10. Tunnel bei Induno/Olona
Der Durchbruch beim neuen tief liegenden Tunnel bei Induno/Olona ist noch nicht erfolgt. Schätzungsweise sind noch rund 100 m auszubrechen. Während dem Unterbruch der Bauarbeiten dient der Tunnel als Garage für den stattlichen Park an Baumaschinen.
11. Abschnitt Tunnel Inudo/Olona – Ende der Ausbaustrecke
Die Seitenwände des Streckenabschnitts zwischen dem Westportal des Tunnels und dem Ende der Ausbaustrecke sind seit einigen Jahren fertig. Auch Teile der Betondecke wurden betoniert. Die neue unterirdische Haltestelle von Induno/Olona ist im Bau. Der Aushub für die tief liegende Strecke ist teilweise erfolgt. Die Strasse für Erstellung der Rampe vor der Talbrücke bei Varese wurde umgelegt, und eine Unterführung ist in Bau.
12. Abschliessende Bemerkungen
Was lange währt, wird endlich gut. Diese alte Weisheit gilt auch hier. Äusserst ehrgeizig jedoch ist der angegebene Fertigstellungstermin per Dezember 2017. Es stehen noch umfangreiche Bauarbeiten an, und die eisenbahntechnischen Installationen wie Geleise, Oberleitung, Stromversorgung und Sicherungsanlagen, sind umfangreich.
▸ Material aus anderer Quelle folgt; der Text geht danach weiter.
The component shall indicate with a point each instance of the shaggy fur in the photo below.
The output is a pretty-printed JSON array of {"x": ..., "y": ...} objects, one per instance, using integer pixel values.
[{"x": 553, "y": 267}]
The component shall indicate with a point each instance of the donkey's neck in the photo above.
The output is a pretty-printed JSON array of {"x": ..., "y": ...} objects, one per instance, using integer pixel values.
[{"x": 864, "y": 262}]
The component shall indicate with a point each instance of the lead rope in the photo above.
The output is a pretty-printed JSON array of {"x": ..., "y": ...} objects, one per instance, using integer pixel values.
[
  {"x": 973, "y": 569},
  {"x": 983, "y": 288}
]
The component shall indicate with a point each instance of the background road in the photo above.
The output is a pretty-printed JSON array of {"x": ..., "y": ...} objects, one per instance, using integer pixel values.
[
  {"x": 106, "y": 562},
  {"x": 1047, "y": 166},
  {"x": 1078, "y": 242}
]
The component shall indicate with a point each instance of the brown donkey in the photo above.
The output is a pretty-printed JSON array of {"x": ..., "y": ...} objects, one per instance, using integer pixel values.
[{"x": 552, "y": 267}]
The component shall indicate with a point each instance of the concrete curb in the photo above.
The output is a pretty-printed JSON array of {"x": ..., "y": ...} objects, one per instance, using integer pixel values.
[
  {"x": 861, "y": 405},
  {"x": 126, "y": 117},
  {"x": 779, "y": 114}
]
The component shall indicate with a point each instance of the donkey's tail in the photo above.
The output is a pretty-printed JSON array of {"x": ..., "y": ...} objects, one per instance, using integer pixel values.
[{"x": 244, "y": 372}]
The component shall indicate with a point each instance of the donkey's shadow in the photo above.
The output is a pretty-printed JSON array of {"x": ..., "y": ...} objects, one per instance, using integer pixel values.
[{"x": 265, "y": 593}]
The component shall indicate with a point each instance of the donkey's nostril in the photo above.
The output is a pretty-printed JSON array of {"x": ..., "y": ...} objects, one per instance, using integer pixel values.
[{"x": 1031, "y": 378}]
Eindrücklich sind die Arbeiten auf dem italienischen Teilstück aber auf jeden Fall. Tieflegung einer doppelspurigen Strecke im bebauten Gebiet und Überdeckung in der Kernzone der Ortschaften – meines Erachtens vorbildlich. Und noch eine Anschlussbemerkung – auch andere Neubaustrecken für die S-Bahn Mailand wurden tiefgelegt.
Abschliessen möchte ich mit einer kritischen Bemerkung: Haben die für die Planung des vierspurigen Ausbaus der Eisenbahnlinie durch Liestal zuständigen Stellen vom beispielhaften Umgang mit öffentlichen Gütern bei Eisenbahnprojekten – wie Ruhe, Schutz des Ortsbilds und Sicherheit – in Norditalien und in Österreich Kenntnis genommen?